The Service utilizes the following SDKs for push notifications, statistics, and error tracking:

  • Firebase Cloud Messaging (Google): For push notification delivery.
  • Firebase Crashlytics (Google): For collecting app crash logs (when applicable).
  • Supabase SDK: For user authentication and data synchronization.
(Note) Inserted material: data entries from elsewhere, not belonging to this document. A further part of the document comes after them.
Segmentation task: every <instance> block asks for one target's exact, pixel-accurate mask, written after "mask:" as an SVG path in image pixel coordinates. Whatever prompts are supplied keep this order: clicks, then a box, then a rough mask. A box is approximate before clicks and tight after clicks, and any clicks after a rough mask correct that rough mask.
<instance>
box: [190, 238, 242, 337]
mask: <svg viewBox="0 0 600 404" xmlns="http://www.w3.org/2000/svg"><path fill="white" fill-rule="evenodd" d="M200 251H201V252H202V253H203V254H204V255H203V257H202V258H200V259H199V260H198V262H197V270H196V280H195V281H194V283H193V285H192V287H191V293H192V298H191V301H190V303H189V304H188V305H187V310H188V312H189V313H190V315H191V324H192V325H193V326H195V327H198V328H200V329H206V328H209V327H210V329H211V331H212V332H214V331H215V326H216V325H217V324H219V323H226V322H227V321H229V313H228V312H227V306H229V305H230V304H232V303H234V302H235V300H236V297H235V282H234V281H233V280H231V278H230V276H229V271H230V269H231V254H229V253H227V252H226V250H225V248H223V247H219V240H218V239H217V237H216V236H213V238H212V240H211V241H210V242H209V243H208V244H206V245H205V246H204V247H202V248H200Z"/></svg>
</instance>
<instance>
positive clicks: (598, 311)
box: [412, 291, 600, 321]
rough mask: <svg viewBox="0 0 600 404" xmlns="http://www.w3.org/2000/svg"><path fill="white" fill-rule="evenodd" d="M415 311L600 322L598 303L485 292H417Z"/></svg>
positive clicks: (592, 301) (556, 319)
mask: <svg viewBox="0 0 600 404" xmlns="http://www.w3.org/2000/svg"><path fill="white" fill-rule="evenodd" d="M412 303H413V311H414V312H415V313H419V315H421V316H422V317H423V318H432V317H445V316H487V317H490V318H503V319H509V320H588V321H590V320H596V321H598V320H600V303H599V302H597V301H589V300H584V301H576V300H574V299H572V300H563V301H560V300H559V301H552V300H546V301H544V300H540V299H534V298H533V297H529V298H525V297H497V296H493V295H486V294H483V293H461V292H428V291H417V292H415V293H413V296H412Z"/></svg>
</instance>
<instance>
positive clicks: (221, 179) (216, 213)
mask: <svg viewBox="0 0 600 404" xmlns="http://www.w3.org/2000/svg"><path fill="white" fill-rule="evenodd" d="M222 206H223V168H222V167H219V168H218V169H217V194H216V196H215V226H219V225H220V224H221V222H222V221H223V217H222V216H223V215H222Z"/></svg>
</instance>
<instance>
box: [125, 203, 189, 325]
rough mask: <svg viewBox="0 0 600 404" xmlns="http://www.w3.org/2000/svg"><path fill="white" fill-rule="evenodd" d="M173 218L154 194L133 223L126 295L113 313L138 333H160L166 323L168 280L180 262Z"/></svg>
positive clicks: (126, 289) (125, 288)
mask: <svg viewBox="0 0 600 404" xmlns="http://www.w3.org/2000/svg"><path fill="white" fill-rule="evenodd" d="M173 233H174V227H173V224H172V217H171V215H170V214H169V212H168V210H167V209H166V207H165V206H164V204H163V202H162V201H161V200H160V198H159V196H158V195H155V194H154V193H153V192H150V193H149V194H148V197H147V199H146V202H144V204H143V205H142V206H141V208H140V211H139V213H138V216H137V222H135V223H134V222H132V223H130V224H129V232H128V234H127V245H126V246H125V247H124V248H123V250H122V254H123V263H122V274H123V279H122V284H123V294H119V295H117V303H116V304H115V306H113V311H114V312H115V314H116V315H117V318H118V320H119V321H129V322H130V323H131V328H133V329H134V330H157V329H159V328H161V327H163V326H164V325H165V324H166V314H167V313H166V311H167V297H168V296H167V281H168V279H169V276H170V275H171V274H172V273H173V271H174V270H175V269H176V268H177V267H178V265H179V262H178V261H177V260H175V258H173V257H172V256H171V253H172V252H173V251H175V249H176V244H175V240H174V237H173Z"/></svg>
Opt-out method: Users may disable these tools via the OS notification settings, ad identifier settings, or the in-app notification toggles. Disabling these options may limit certain functionalities (such as push notifications).

 

12. Destruction of Personal Information

  • Destruction Timing: Personal information is destroyed without delay (in principle, within 5 days) once the retention period expires or the processing purpose is fulfilled.
  • Destruction Method:
    • Electronic files: Permanently deleted using technical methods that prevent recovery or reconstruction.
    • Paper documents (if any): Shredded or incinerated.
  • Soft Delete Policy: Upon membership withdrawal, certain items subject to soft deletion are moved to a separate database for 30 days to resolve potential disputes and prevent fraudulent re-registration, after which they are permanently deleted.
  •  

13. Technical and Administrative Measures for Data Security

The Team implements the following measures to ensure data safety:

  • Administrative Measures: Establishment of internal management plans, regular security training for Team members, and restriction of data access privileges to a minimum.
  • Technical Measures:
    • One-way cryptographic hashing for passwords and sensitive authentication data (bcrypt 2a$12, with separate protection for TOTP secret keys).
    • Encryption of data in transit using HTTPS / TLS 1.2 or higher.
    • Mandatory 2-Factor Authentication (Google OTP) for administrative dashboard access.
    • Access control systems and continuous anomaly detection monitoring.
  • Physical Measures: The Team relies on the physical infrastructure security of our cloud service providers (Supabase, Google, etc.). The Team verifies that these providers comply with international security standards such as ISO/IEC 27001 and SOC 2.
  •  

14. Personal Information Protection Officer and Contacts

The Team has designated the following representatives to manage personal information protection and address user inquiries:

Chief Privacy Officer

  • Name: Jinyeol Kim
  • Title: Representative of Howmuch Team
  • Email: slmntr47@gmail.com

Privacy Coordinator

  • Name: Seungmin Han
  • Email: seungmin7322@gmail.com

Note: If services to EU residents scale significantly, the Team will appoint an EU Representative pursuant to Article 27 of the GDPR and update this Privacy Policy accordingly.

 

15. Remedies for Infringement of Rights and Interests

Users may contact the following organizations for dispute resolution or reporting infringements:

For Domestic (South Korea) Users

  • Personal Information Dispute Mediation Committee: 1833-6972 (kopico.go.kr)
  • Personal Information Privacy Complaint Center (KISA): 118 (privacy.kisa.or.kr)
  • Supreme Prosecutors' Office Cyber Crime Investigation Division: 1301 (spo.go.kr)
  • National Police Agency Cyber Bureau: 182 (ecrm.police.go.kr)

For EU/EEA Users

  • You may lodge a complaint with the Data Protection Authority (DPA) of your country of residence.
  • European Data Protection Board (EDPB): edpb.europa.eu
  •  

16. Amendments to the Privacy Policy

This Privacy Policy is effective from the enforcement date below. If modifications are required due to legal amendments, changes in regulatory policies, or service updates, notice will be provided via the in-app notice board at least 7 days prior to enforcement (or 30 days prior for material changes unfavorable to users).

 

Revision History

  • v1.0 (May 3, 2026): Initial enactment.
  •  

Addendum

This Privacy Policy shall enter into force on May 3, 2026.